Bayrak; vatan cidden tehlikedeyse, işgal yahut saldırı durumunda açılır ve herkes onun altında toplanarak birlik hâline şehadet eder. Arif Nihat’ın o muhteşem mısralarıyla işte o anlarda bayrak gerçekten “Mavi göklerin kızıl ve beyaz süsü / Kız kardeşimin gelinliği şehidimin son örtüsü” olma mânâsıyla birebir örtüşür. O vakitler dışında siyasî niyetlerle bayrak açmak, bayrağın birleştirici mânâsına kökten muhalif bir harekettir. Siyaseten “öteki” îlan ettiklerini yok etmeye azmetmiş kalabalıklar, miting meydanını terk ederler; bayrakları da muhtemelen torbalara doldurarak bir dahaki bölücü şovları için saklarlar. Ertesi gün gazetelerde “Yürüyüşte metrelerce bayrak kullanıldı!” yahut “Mitingde dev bayrak açıldı!” gibi manşetler boy gösterir. Böylesi mitinglerin niyetinin güç gösterisine yönelik birer şov olduğu bayrağın metrelerle, metrekarelerle ölçülmesinden bellidir. Birini çevirip “Hilâl nedir?”, “Yıldız ne anlama gelir?” diye sorsanız, korkarım cevap yerine bayrak sapıyla dayak yersiniz. Mânâ ve tefekkürden nasipsizdirler; bayrağı da büyük ve çok gözükmek, birilerini ötekileştirmek kastıyla kamuflaj aracı olarak kullanmışlardır.

Millî maçlarda bile gereğinden fazla bayrak açmanın ve sallamanın bayrağı aleladeleştirmek olduğunu, sportmenlikle hamâsetin bağdaşmadığını düşünüyorum. Millî maçlar şöyle dursun, Telsim-lenerek sektörel bir boyut kazanmış süper lig fanatikleri de artık, bayrağı rakip takımlara tehdit aracı gibi sallamakta, sıradan bir pelerin gibi sırtlarına dolamakta bir beis görmemektedir. Bir bayrak ancak bu kadar mânâsızlaştırılabilir ve ancak bu kadar saygısızca kullanılabilir. Hadi üretimini engelleyemezsiniz; yok mu yahu kanun kitaplarında bayrağın nasıl, nerede ve ne amaçla kullanılacağını tayin eden bir kanun?
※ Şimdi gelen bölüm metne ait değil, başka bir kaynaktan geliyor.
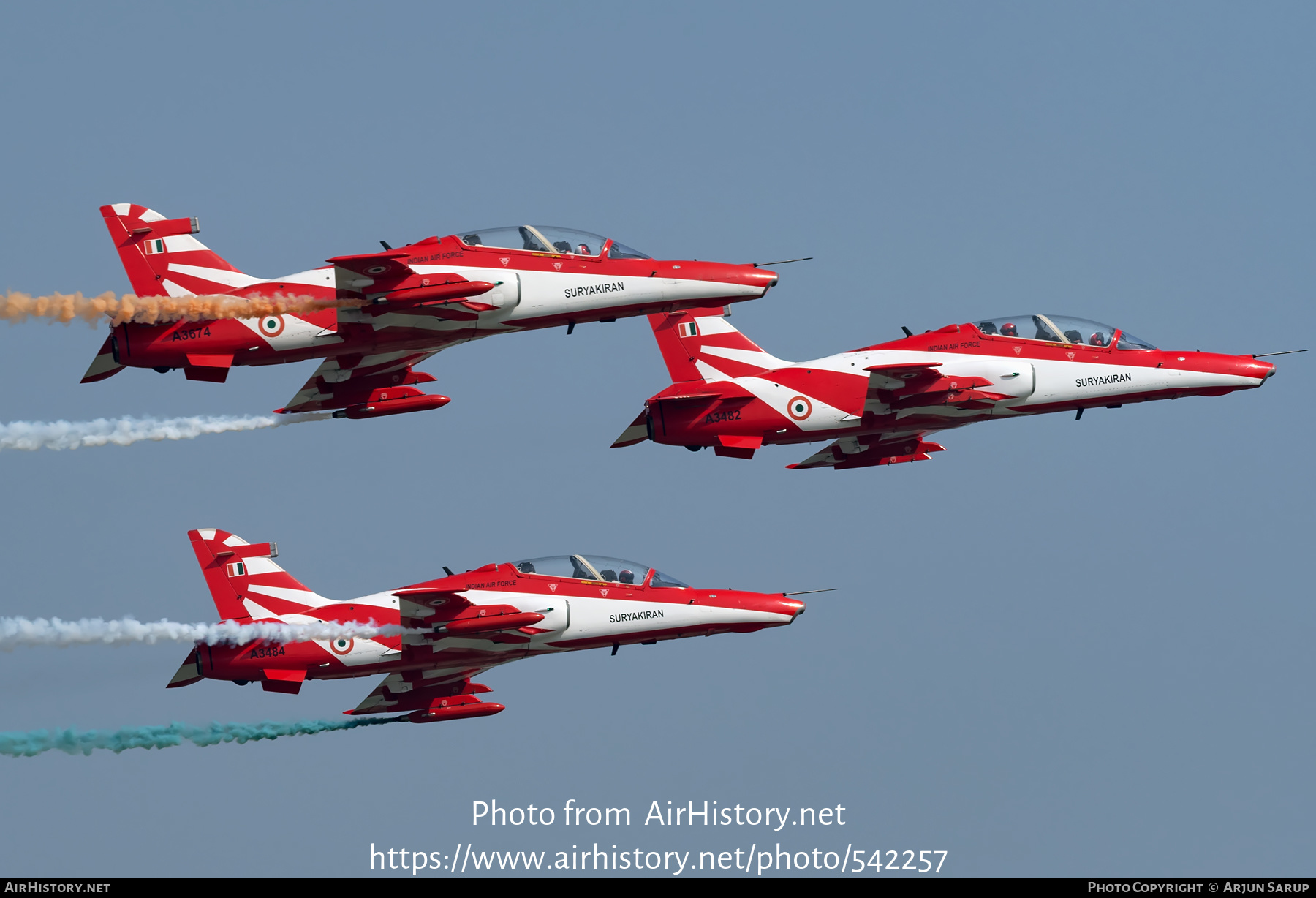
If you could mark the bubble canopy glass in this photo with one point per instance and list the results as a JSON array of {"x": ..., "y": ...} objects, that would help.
[
  {"x": 548, "y": 238},
  {"x": 599, "y": 567},
  {"x": 1059, "y": 328}
]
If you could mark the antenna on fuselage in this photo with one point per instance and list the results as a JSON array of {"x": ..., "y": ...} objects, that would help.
[{"x": 761, "y": 265}]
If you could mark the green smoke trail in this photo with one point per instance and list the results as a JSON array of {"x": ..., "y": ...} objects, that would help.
[{"x": 72, "y": 742}]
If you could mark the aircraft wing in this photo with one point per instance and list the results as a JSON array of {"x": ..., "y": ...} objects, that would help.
[
  {"x": 333, "y": 386},
  {"x": 852, "y": 452}
]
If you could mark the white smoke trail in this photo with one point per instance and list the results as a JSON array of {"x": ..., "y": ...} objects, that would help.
[
  {"x": 16, "y": 633},
  {"x": 72, "y": 742},
  {"x": 31, "y": 436}
]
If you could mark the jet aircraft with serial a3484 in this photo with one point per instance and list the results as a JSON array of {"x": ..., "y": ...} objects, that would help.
[
  {"x": 880, "y": 403},
  {"x": 415, "y": 301},
  {"x": 457, "y": 626}
]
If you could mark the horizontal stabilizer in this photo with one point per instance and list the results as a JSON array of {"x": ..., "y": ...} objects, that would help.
[
  {"x": 105, "y": 365},
  {"x": 636, "y": 432},
  {"x": 848, "y": 452},
  {"x": 189, "y": 674},
  {"x": 408, "y": 692}
]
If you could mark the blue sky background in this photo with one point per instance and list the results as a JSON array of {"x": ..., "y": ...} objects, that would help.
[{"x": 1059, "y": 648}]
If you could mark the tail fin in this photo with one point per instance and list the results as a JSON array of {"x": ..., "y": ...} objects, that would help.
[
  {"x": 700, "y": 344},
  {"x": 162, "y": 257},
  {"x": 243, "y": 580}
]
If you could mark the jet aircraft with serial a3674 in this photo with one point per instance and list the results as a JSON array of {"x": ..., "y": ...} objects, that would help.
[
  {"x": 880, "y": 403},
  {"x": 415, "y": 301},
  {"x": 458, "y": 626}
]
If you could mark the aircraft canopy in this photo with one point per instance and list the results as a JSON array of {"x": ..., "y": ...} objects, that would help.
[
  {"x": 1059, "y": 328},
  {"x": 549, "y": 238},
  {"x": 599, "y": 567}
]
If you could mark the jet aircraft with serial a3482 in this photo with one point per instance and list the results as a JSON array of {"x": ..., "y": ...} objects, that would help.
[
  {"x": 880, "y": 403},
  {"x": 457, "y": 626},
  {"x": 415, "y": 301}
]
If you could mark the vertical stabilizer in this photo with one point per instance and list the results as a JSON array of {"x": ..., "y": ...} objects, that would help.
[
  {"x": 162, "y": 257},
  {"x": 243, "y": 580},
  {"x": 700, "y": 344}
]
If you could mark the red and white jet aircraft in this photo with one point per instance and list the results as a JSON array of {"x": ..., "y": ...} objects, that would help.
[
  {"x": 470, "y": 623},
  {"x": 880, "y": 403},
  {"x": 420, "y": 299}
]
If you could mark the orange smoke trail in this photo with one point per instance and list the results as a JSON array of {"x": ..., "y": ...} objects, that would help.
[{"x": 156, "y": 310}]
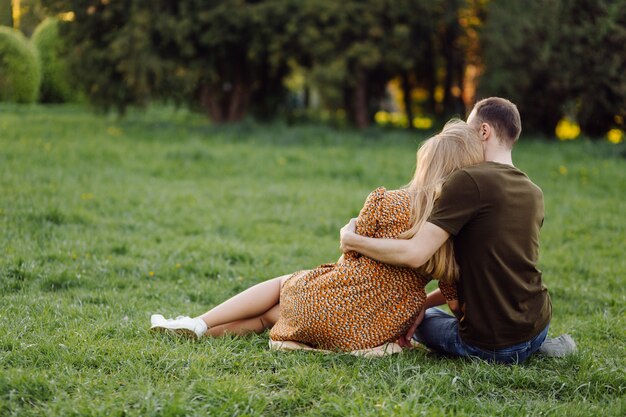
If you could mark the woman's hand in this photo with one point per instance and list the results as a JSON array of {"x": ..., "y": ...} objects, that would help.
[
  {"x": 405, "y": 341},
  {"x": 345, "y": 234}
]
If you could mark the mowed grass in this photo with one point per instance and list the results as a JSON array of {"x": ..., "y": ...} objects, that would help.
[{"x": 106, "y": 221}]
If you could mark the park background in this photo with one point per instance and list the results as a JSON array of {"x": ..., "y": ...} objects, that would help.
[{"x": 160, "y": 156}]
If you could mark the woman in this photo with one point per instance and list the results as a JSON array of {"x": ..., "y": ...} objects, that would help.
[{"x": 356, "y": 303}]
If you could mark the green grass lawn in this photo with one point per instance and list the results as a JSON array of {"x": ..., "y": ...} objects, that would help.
[{"x": 106, "y": 221}]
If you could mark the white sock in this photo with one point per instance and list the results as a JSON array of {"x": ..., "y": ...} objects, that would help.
[{"x": 201, "y": 325}]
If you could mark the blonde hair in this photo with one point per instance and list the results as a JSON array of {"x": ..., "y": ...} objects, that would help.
[{"x": 456, "y": 146}]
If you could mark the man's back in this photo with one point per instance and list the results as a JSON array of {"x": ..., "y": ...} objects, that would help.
[{"x": 495, "y": 213}]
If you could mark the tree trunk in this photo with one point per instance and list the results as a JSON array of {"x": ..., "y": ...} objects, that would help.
[
  {"x": 408, "y": 102},
  {"x": 361, "y": 118},
  {"x": 455, "y": 65},
  {"x": 209, "y": 100},
  {"x": 6, "y": 13}
]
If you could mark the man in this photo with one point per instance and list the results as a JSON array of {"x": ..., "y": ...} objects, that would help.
[{"x": 494, "y": 213}]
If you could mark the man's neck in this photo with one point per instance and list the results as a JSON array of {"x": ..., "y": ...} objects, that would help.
[{"x": 501, "y": 157}]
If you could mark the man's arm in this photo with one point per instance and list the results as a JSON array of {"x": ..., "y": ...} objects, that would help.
[{"x": 411, "y": 253}]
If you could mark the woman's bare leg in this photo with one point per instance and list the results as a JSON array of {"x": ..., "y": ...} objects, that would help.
[
  {"x": 245, "y": 326},
  {"x": 251, "y": 304}
]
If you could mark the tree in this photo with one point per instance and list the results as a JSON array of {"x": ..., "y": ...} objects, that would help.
[
  {"x": 6, "y": 13},
  {"x": 556, "y": 58}
]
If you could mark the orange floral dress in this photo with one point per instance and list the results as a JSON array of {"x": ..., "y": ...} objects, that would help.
[{"x": 356, "y": 303}]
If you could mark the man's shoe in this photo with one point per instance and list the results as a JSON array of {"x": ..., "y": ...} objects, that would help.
[
  {"x": 181, "y": 326},
  {"x": 558, "y": 347}
]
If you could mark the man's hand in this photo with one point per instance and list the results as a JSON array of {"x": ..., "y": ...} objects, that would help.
[
  {"x": 405, "y": 341},
  {"x": 345, "y": 234}
]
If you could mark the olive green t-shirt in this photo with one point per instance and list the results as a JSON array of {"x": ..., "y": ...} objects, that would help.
[{"x": 494, "y": 212}]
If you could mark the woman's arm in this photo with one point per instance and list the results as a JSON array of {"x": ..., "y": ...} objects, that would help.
[{"x": 411, "y": 253}]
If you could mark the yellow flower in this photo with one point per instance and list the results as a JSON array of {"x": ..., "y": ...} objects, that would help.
[
  {"x": 615, "y": 136},
  {"x": 422, "y": 122},
  {"x": 567, "y": 130},
  {"x": 114, "y": 131},
  {"x": 381, "y": 117}
]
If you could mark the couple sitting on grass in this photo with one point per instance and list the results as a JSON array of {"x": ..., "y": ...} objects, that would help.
[{"x": 468, "y": 219}]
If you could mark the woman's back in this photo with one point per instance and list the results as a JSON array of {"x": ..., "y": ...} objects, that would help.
[{"x": 357, "y": 303}]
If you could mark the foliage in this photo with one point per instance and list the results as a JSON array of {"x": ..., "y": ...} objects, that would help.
[
  {"x": 20, "y": 69},
  {"x": 232, "y": 57},
  {"x": 556, "y": 58},
  {"x": 56, "y": 84},
  {"x": 106, "y": 221}
]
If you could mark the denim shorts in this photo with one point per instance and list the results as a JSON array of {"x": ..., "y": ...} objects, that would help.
[{"x": 439, "y": 331}]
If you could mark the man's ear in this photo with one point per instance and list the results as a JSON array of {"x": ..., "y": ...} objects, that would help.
[{"x": 485, "y": 131}]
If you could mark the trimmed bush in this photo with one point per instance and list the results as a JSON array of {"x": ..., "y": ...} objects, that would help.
[
  {"x": 20, "y": 70},
  {"x": 56, "y": 86}
]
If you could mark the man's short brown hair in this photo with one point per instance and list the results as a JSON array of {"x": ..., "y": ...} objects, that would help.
[{"x": 502, "y": 116}]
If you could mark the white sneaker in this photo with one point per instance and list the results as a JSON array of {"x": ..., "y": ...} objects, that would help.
[
  {"x": 558, "y": 347},
  {"x": 181, "y": 325}
]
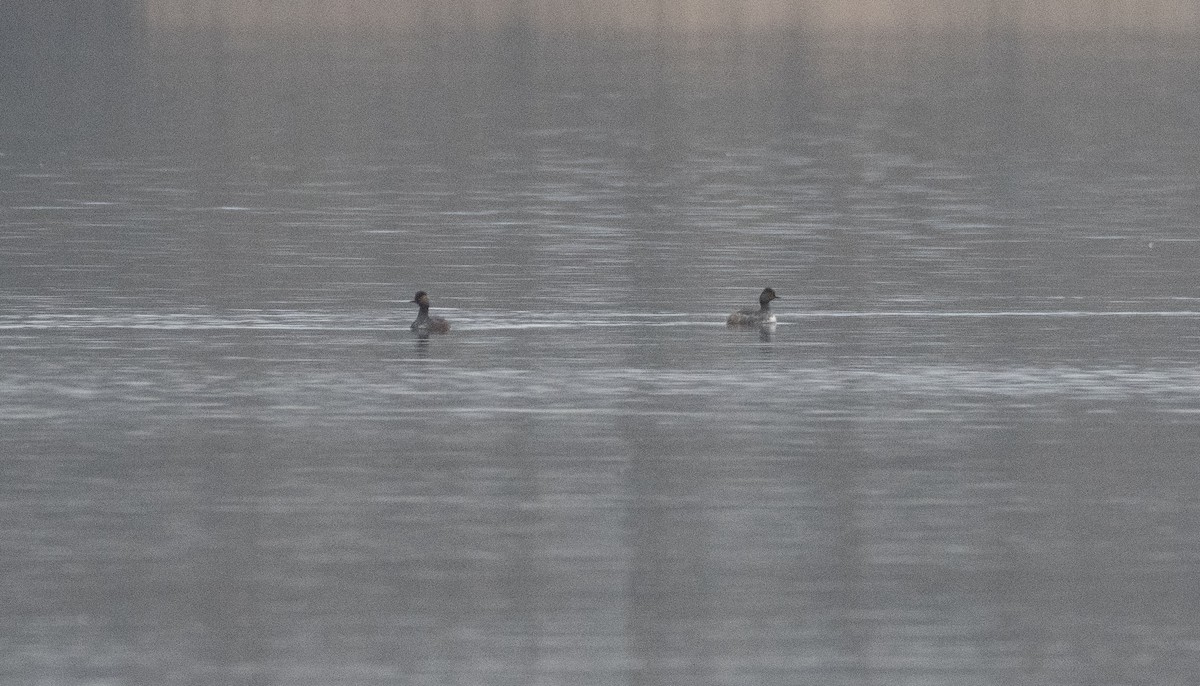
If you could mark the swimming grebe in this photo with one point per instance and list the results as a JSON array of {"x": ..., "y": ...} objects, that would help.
[
  {"x": 424, "y": 323},
  {"x": 755, "y": 317}
]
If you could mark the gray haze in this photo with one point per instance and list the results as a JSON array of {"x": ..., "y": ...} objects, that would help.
[{"x": 965, "y": 455}]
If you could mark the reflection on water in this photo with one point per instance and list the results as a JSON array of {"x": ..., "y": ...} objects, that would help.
[{"x": 964, "y": 456}]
Biliyorum aslında böyle şeyler daha çok kanunla değil, edep ve terbiye ile alâkalıdır ama bayrak istismarcıları ne edepten anlar, ne terbiyeden. En azından bu edepsiz ve terbiyesizleri, susarak cesaretlendirenlerin ve şımartanların konu hakkında mutlaka derin derin düşünmelerini isterdim. Tabii sergilenen çirkinliği fark edebilecek basiretleri varsa.

Memlekette o kadar sahte bayraktar türedi ki, birgün gerçekten bayrak açmak ve onun maneviyatı altında toplanmak lazım geldiğinde hakikîsini bulmakta zorluk çekeriz diye kaygılanırım.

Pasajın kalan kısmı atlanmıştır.